Yes and no. Just take a look at the OpenRouter providers page:

https://openrouter.ai/deepseek/deepseek-v4-pro/providers

Deepseek v4 Pro is much cheaper when provided by Deepseek itself, likely as a combination of the loss leader strategy you mention and the desire to have more data flow through their pipeline for training. However, the same open weights model, provided by other providers, is somewhere in the $2-3/1M output-tokens range. Compare Opus 4.7 at $25/1M output-tokens.

Unless you mean that releasing open weights models is the loss leader, in which case, you might be right but I hope you're wrong. We've seen some of this from Qwen at least - their latest model is closed only. I hope there's always someone willing to make this bet and release better and better open models.

> Unless you mean that releasing open weights models is the loss leader, in which case, you might be right but I hope you're wrong.

This is specifically what I meant.

DeepSeek’s official service is trying to recoup some of the training and engineering costs too.

The other providers only have to recoup their hardware costs and the cost of a team to run it.

Even though DeepSeek’s official service is more expensive per token, they’re running at a lower profit than the OpenRouter providers because they had to pay for the R&D.

This is a deliberate choice. We already see it with Qwen splitting their releases between open weight and hosted only models. The open weights are a loss leader to get attention. Without them you’d almost never hear about their hosted models.

Except DeepSeek's official service is _less_ expensive per token, which suggests they're underpricing it substantially as well to attempt to draw more attention / more data.

> I hope there's always someone willing to make this bet and release better and better open models.

What would this bet be? Training is expensive and open weights mean that for hosting you compete on price with people that don't have this item on their bill.

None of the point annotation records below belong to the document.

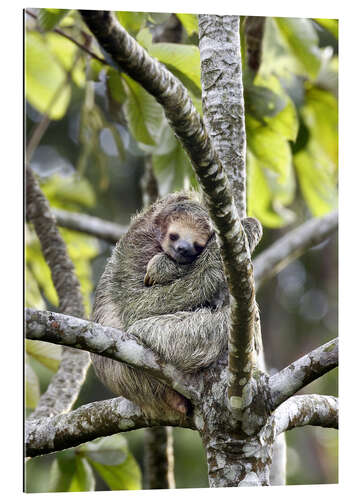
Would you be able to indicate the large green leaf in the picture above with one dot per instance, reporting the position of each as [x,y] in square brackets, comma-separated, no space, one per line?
[301,38]
[316,179]
[189,22]
[50,18]
[132,21]
[111,458]
[47,354]
[173,170]
[32,387]
[180,59]
[329,24]
[143,113]
[70,472]
[269,147]
[45,78]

"Attention is all you need" - the larger bet is that by releasing your models open-weight, you'll get more attention and mindshare than if you tried to jump in to compete with the major closed providers, and the value of that attention will outweigh the cost of the training run.

So far, it's really only the Chinese labs (and FAIR or whatever Meta's project is called now) that are doing this. Oh yeah, and Google's Gemma.

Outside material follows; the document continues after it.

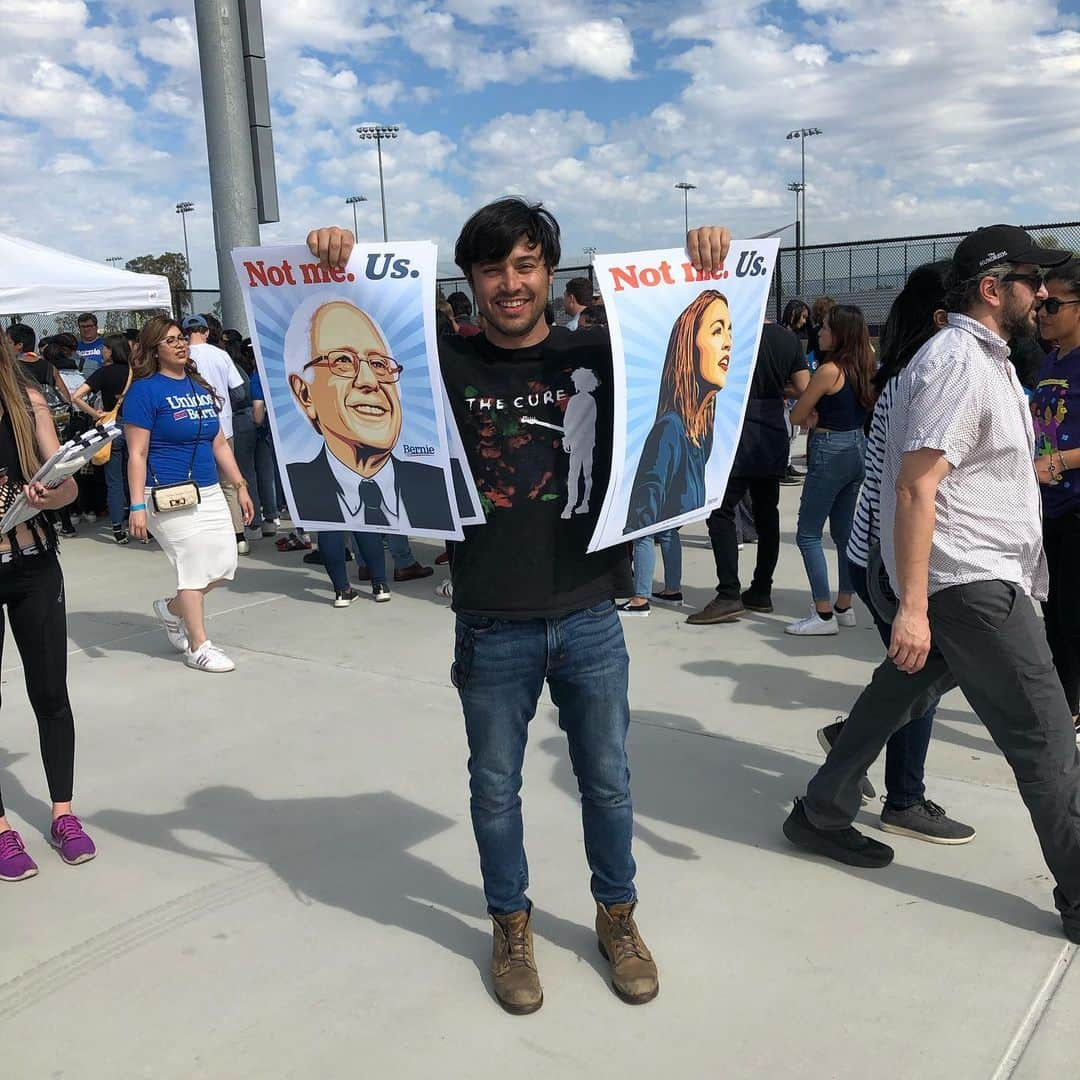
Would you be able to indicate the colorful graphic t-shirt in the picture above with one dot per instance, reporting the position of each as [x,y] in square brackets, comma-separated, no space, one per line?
[1055,407]
[536,424]
[178,414]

At the moment, this is all massively distorted by the prestige and investment money flowing into the space. None of the labs have to charge the real cost of inference let alone the marginal cost of training because they are instead lighting investment money on fire to cover that.

One imagines (though I have not investigated in detail) that there's a degree of national prestige work going on too. The Chinese labs are trying to show that they can build better and more efficient models and are releasing open to undercut the US labs.